What accounted for this misrepresentation of women’s sexuality? No one really knows. Feminists say it had to do with the rise of modern obstetrics and gynecology, when male physicians seized control of women’s medicine from midwives. Some historians contend that the change reflected the rise of the modern industrial state, the transition from men and women working side by side as approximate equals in agriculture to a division of labor with men as breadwinners and women as homemakers. Whatever the case, the ancients’ appreciation of the Clitoral System faded.

The Clitoris Resurrected

It was not until the mid-20th century that William Masters, M.D., and Virginia Johnson refuted Freud’s notion of the vaginal orgasm, and began to restore the clitoris to its rightful place in women’s sexuality. But they did not fully connect it to the Clitoral System.

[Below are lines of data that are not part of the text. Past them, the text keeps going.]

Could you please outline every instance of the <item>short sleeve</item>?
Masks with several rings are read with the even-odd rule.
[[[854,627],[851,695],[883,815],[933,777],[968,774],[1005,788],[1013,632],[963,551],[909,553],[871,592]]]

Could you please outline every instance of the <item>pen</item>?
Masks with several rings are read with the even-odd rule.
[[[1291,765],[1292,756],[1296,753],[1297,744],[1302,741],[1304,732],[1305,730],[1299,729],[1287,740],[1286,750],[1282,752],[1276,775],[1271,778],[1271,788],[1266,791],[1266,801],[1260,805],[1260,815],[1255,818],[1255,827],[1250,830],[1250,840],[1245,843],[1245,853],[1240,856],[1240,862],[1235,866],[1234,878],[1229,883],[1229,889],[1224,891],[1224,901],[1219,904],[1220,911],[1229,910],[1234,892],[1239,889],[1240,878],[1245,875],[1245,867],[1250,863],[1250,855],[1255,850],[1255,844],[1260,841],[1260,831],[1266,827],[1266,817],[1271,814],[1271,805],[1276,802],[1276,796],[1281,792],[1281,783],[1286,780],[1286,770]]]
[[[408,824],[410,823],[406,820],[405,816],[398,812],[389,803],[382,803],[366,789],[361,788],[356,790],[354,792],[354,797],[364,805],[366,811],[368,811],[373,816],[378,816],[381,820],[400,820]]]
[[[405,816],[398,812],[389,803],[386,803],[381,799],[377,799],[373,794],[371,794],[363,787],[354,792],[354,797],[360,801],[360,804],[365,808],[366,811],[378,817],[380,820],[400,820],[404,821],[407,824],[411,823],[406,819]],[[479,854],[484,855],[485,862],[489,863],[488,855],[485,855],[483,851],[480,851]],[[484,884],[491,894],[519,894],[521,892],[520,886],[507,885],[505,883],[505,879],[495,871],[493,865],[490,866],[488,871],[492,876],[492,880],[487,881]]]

It wasn’t until the 1980s that sex researchers Beverley Whipple, Ph.D. and John Perry, Ph.D, documented female ejaculation and the G-Spot. And only since the 1980s have sexuality authorities come to a renewed appreciation of the full extent of the Clitoral System. Nonetheless, most people still view the clitoris as the little bump tucked under the apex of women’s inner vaginal lips. The full extent of the Clitoral System remains to become fully repopularized.

So what is the clitoris? And where is it? The clitoris is the little nub, but the Clitoral System encompasses the entire vulva, from the clitoral hood to the anus, and has surprisingly little to do with the vagina.

Finally, why are so many women sexually frustrated, nonorgasmic, and unfulfilled? Perhaps because they and their lovers don’t fully appreciate the wonder and beauty of the Clitoral System.